Consider: Part of Peter’s life as a Jew was his observance of the dietary laws of his people. There were certain foods that were “unclean” to the Jews. Those foods were never to be consumed. But diet was only one part of their system of cleanliness rituals and laws. There were instructions on how to handle the dead, when a woman was pure and when she was not (relating to her menstrual cycle and childbirth), etc. And among the traditions that had a strong hold on them were those that concerned their associations with Gentiles. They began to see non-Jews as “unclean” and refused to associate with them in any way. Jesus, of course, broke those taboos. But it was difficult for others to change. In Peter and the other disciples, the rejection of Gentiles was deeply engrained.

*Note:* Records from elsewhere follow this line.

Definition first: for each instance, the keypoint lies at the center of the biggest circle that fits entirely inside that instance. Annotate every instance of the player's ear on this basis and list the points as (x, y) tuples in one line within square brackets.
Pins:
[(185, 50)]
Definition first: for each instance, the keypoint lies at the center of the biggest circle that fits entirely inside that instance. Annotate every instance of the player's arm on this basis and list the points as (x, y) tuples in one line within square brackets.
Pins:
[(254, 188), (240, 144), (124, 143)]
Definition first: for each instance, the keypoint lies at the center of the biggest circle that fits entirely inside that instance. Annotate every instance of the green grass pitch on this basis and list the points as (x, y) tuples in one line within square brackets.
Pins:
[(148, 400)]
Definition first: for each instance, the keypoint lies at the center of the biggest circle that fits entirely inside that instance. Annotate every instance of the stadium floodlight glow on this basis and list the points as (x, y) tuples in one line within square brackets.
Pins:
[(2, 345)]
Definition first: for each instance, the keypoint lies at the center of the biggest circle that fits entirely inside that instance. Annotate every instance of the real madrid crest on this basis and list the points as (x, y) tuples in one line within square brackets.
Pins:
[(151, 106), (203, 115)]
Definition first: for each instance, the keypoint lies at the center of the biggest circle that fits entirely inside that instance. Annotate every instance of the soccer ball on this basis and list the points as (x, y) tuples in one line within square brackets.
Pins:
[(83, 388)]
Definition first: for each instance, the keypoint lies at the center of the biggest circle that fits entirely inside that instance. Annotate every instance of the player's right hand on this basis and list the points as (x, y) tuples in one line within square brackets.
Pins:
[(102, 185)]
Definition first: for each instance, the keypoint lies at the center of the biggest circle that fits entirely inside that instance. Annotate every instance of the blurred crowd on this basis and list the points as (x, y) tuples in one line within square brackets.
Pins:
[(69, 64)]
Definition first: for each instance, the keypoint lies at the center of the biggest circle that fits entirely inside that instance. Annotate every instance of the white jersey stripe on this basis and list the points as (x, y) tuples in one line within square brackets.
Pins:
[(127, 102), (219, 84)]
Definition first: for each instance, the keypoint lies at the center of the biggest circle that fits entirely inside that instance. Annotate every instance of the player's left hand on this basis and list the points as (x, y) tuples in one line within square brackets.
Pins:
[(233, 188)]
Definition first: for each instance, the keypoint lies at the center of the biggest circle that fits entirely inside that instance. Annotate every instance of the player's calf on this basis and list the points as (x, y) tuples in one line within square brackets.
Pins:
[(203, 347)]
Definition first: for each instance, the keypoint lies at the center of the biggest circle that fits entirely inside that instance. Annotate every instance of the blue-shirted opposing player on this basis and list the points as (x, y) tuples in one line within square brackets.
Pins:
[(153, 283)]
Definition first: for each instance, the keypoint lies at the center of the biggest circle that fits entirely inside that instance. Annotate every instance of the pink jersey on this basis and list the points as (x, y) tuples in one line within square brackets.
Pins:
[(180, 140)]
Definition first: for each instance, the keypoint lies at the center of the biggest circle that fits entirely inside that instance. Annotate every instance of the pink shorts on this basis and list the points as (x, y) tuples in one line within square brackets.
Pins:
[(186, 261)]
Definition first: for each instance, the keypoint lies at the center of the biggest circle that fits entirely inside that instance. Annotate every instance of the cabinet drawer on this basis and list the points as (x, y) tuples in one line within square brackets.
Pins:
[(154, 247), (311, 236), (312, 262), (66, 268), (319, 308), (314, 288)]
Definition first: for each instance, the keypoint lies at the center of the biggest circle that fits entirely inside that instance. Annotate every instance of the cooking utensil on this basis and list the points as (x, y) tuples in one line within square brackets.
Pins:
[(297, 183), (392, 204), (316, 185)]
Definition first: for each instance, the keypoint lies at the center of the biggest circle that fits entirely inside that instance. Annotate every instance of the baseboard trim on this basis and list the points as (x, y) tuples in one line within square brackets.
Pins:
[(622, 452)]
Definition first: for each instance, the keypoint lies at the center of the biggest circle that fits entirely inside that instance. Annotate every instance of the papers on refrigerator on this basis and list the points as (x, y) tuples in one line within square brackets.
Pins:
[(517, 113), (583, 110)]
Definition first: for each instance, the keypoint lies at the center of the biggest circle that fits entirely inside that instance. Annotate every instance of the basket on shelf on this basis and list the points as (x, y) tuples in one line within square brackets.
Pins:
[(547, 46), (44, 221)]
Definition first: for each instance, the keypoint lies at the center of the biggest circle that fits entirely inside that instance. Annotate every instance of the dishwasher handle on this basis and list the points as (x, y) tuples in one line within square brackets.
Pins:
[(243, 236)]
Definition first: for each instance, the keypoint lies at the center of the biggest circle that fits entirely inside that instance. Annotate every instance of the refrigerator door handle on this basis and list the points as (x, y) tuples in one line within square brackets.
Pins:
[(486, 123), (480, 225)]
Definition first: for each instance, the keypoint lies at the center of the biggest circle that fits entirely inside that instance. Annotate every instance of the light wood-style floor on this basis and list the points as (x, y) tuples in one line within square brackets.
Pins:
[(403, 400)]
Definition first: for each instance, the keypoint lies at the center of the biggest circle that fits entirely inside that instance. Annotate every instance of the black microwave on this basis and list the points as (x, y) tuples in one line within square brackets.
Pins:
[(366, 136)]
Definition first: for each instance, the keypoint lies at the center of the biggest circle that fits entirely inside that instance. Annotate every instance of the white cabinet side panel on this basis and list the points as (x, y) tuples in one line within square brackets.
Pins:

So, God gave Peter a vision to that shook his world. Three times the word came to Peter — “Do not call anything impure that God has made clean” (10:15). In the vision Peter was presented with “unclean” animals. But Peter would soon connect the dots. And he didn’t have much time, because knocking at the door were Gentiles who needed Peter.

Imagine having God destroy your religion. Peter’s understanding of his chosen-ness was central to his religion and his identity. His belief in what was clean and what was unclean was built upon his understandings (and misunderstandings) about it meant to be chosen. And then God blew it all away.

How would we respond? Lovingly, “Peter invited the men into the house to be his guests” (10:23). Obedience is better than religion.

“Does the Lord delight in burnt offerings and sacrifices as much as in obeying the voice of the Lord? To obey is better than sacrifice…” (1 Samuel 15:22)

Pray: “Lord, help me to walk in obedience today. Help me to see every man, woman and child in the manner you see them. May your words to Peter ring in my mind as I treat every person that I meet with the dignity that should be afforded to those made in the image of God.”


Saturday, June 29

Read: Acts 10:19-35

Consider: This event changed your life and it changed mine. Up until that time, the Jesus-followers were all Jewish. In fact, people considered them to be just another Jewish sect. You had the Pharisees, the Sadducees, the Zealots, the Essenes—and now, the Nazarenes. But God was up to something. You may have noticed God giving birth to this when he called a man named Saul, who later became the Apostle Paul…

“This man is my chosen instrument to carry my name before the Gentiles and their kings and before the people of Israel.” (9:15)

God was not changing the rules. Clear back in the first book of the Hebrew Bible, God made it clear to Abraham that his intent was the salvation of the entire world (see Thursday). No, God was not changing his plan, but he was changing the hearts of his people. Peter articulated his own change very clearly…

“God has shown me that I should not call anyone impure or unclean.” (10:28)

“I now realize how true it is that God does not show favoritism but accepts from every nation the one who fears him and does what is right.” (10:34-35)

Is there anything that needs to change in the heart of today’s church in order for us to participate fully in God’s redemptive plan? Is there anything that needs to change in my heart? Anything in yours?

“So from now on we regard no one from a worldly point of view. Though we once regarded Christ in this way, we do so no longer. Therefore, if anyone is in Christ, he is a new creation; the old has gone, the new has come! All this is from God, who reconciled us to himself through Christ and gave us the ministry of reconciliation: that God was reconciling the world to himself in Christ, not counting people's sins against them. And he has committed to us the message of reconciliation. We are therefore Christ's ambassadors, as though God were making his appeal through us.” (2 Corinthians 5:16-20)

Pray: “Every day, Lord, teach me what it means to ‘regard no one from a worldly point of view.’ Like you did to Peter, change my heart in any manner you wish. I open myself to you for that purpose.”